Gratitude, it seems, doesn’t come naturally to young children. They are born completely helpless, and honestly, completely selfish. This makes sense. Their very survival depends on their needs being met. So, of course, they are self-centered. However, teaching toddlers gratitude can be done, if certain keys are followed.
First of all, it is very important to model an attitude of gratitude. Thanking children for their hard work picking up their toys; thoughtful gifts of scribbled paper; and when speedy obedience; helps them understand that saying “Thank You” shows appreciation and is something big people do. Also, being mindful to say thank you when your spouse does something shows that gratitude is something that should be expressed anytime anyone does something kind. Along with this, a grateful attitude when people help with servicing the car, or repairing something in the home, or waiting on the family, again shows that thankfulness is what big people do. As the grateful behavior is modeled and taught, it is also appropriate to expect children to behave in the same manner. Being sure to remind children of any age to say “Thank you” reinforces this behavior and builds an attitude of gratitude.
Second, make it a habit to discuss the things you are grateful for, including the family when you do. This doesn’t have to happen at any formal setting. Just noticing the blessings daily helps to teach young children that they have many blessing. I’m not saying say “You have so much to be thankful for.” This statement can set up a guilt response in the children—not a grateful response. The conversation should be more of a “What a great blessing to be able to open the fridge and have fresh fruit – in the middle of winter” kind of discussion. Showing children their blessings in a gentle and happy way, instead of an accusatory or demeaning way, will go much further in teaching them to be grateful on their own.
Third, participating in service projects – neighborhood cleanups, food drives, etc., helps reinforce the blessings the family has received.
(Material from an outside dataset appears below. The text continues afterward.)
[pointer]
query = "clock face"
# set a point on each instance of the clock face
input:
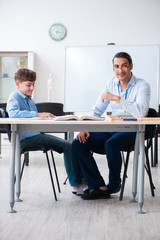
(57, 31)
The projects don’t need to be formally arranged. One of our favorite service projects is to make cookies and take them around to the neighbors. We get to make the cookies together, then take them to people. Sometimes it’s hard for our kids to deliver the cookies before we get to eat any, but they have learned that we will have cookies when we get back.
Finally, insisting on good manners when receiving gifts helps children understand that gifts represent a sacrifice for the person giving them. No one is entitled to gifts, even at birthdays or during the holidays. Talking to children about how they are expected to react when presented with gifts, and insisting they do so, reinforces that the gifts are special, no matter what the chidlren were given. For example, when my second son was turning six both of his fantastic Grandmas gave him the exact same book. And, until they read this post, they didn’t know that had happened. Why? Because he was as grateful and appreciative the second time he received the book, as he was the first time. And when that happened, I was a very proud Mommy!
Gratitude isn’t like a sweater only to be put on for the month of November, and left in the closet of our hearts the rest of the year. It should be more like a seed – carefully planted and tended, until the harvest of a grateful life is reaped. And, as parents, we can help our children plant their own seeds of gratitude. And, more importantly, gratitude can be taught from early toddlerhood on. The sooner these keys are taught, the sooner the habits will form, and the easier gratitude will be to cultivate in ourselves, and our children.